Para obter os aminoácidos, esses insetos contam com a ajuda de bactérias com quem formam uma relação simbiótica. Os insetos fornecem o açúcar que as bactérias necessitam e em troca elas fornecem os aminoácidos.

Nos casos mais simples e primitivos desse tipo de simbiose, as bactérias ficam alojadas no intestino do inseto, mas, nos psilídios, as bactérias convivem de maneira muito mais íntima com seus parceiros.

Esses insetos desenvolveram células especiais chamadas de bacteriócitos, capazes de alojar as bactérias no seu interior. Como as bactérias passam de uma geração de insetos para a outra através dos ovos, faz milhões de anos que o único ambiente que conhecem é o interior de uma célula de inseto.

Quando os cientistas seqüenciaram o genoma de uma dessas bactérias, a Carsonella, descobriram que ela tem um dos menores genomas conhecidos, com somente 182 genes.
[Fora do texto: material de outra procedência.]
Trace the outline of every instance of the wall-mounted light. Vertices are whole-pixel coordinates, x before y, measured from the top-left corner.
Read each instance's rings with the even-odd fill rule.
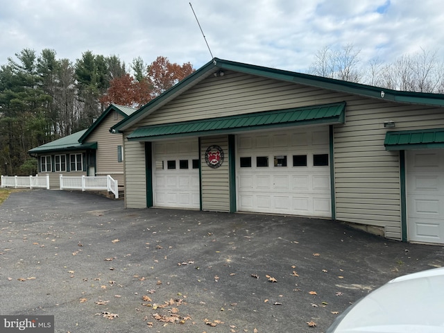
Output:
[[[213,73],[214,77],[217,76],[223,76],[225,75],[225,72],[223,71],[217,71]]]
[[[384,122],[384,128],[393,128],[393,127],[396,127],[396,124],[393,120],[388,120]]]

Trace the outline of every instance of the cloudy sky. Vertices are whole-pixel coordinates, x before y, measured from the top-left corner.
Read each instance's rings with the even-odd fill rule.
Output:
[[[89,50],[198,69],[212,57],[190,1],[222,59],[306,72],[325,46],[353,44],[361,64],[444,55],[441,0],[0,0],[0,65],[48,48],[73,62]]]

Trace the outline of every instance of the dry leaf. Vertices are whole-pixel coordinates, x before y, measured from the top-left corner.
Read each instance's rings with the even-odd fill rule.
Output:
[[[265,275],[266,278],[268,278],[268,281],[270,281],[271,282],[277,282],[278,280],[276,279],[275,279],[274,278],[270,276],[270,275]]]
A Xylella, uma bactéria que vive no interior das plantas necessita de quase 3 mil genes para sobreviver, enquanto que nós humanos, possuímos mais de 30 mil genes.

Por viver na intimidade de seu parceiro, a Carsonella aos poucos foi eliminando os genes que eram utilizados para sintetizar as moléculas que como simbionte ela pode obter de seu parceiro.

Assim, ela eliminou os genes necessários para sintetizar os componentes do DNA, os genes que produzem sua membrana celular e inclusive os que controlam a entrada e a saída das diversas moléculas, delegando para a célula do inseto a responsabilidade de controlar todo seu ambiente.

Em outras palavras, a Carsonella abriu mão de sua capacidade de sobreviver sem o inseto em troca da intimidade e da proteção oferecida por seu parceiro. Como "pagamento" pela comodidade, ela manteve os genes necessários para produzir os aminoácidos de que o parceiro necessita para viver.

Você deve imaginar que tanta dedicação por parte da Carsonella deveria ser correspondida com igual fidelidade por parte dos insetos. Entretanto, também neste mundo existe a competição.

E os cientistas descobriram bactérias com genomas maiores e mais robustas que penetram nos bacteriócitos dos insetos e acabam por competir com as frágies Carsonellas, que perdem a batalha.

Os cientistas acreditam que, expulsas de seu meio ambiente e sem capacidade de sobreviver fora dos insetos, muitas das Carsonellas acabam se extinguindo. Quanto aos psilídeos, agora munidos de novas parceiras, seguem adiante chupando as plantas.

Mais informações em The 160-kilobasepair genome of the bacterial endosymbiont Carsonella, na Science, volume 314, página 267, de 2006.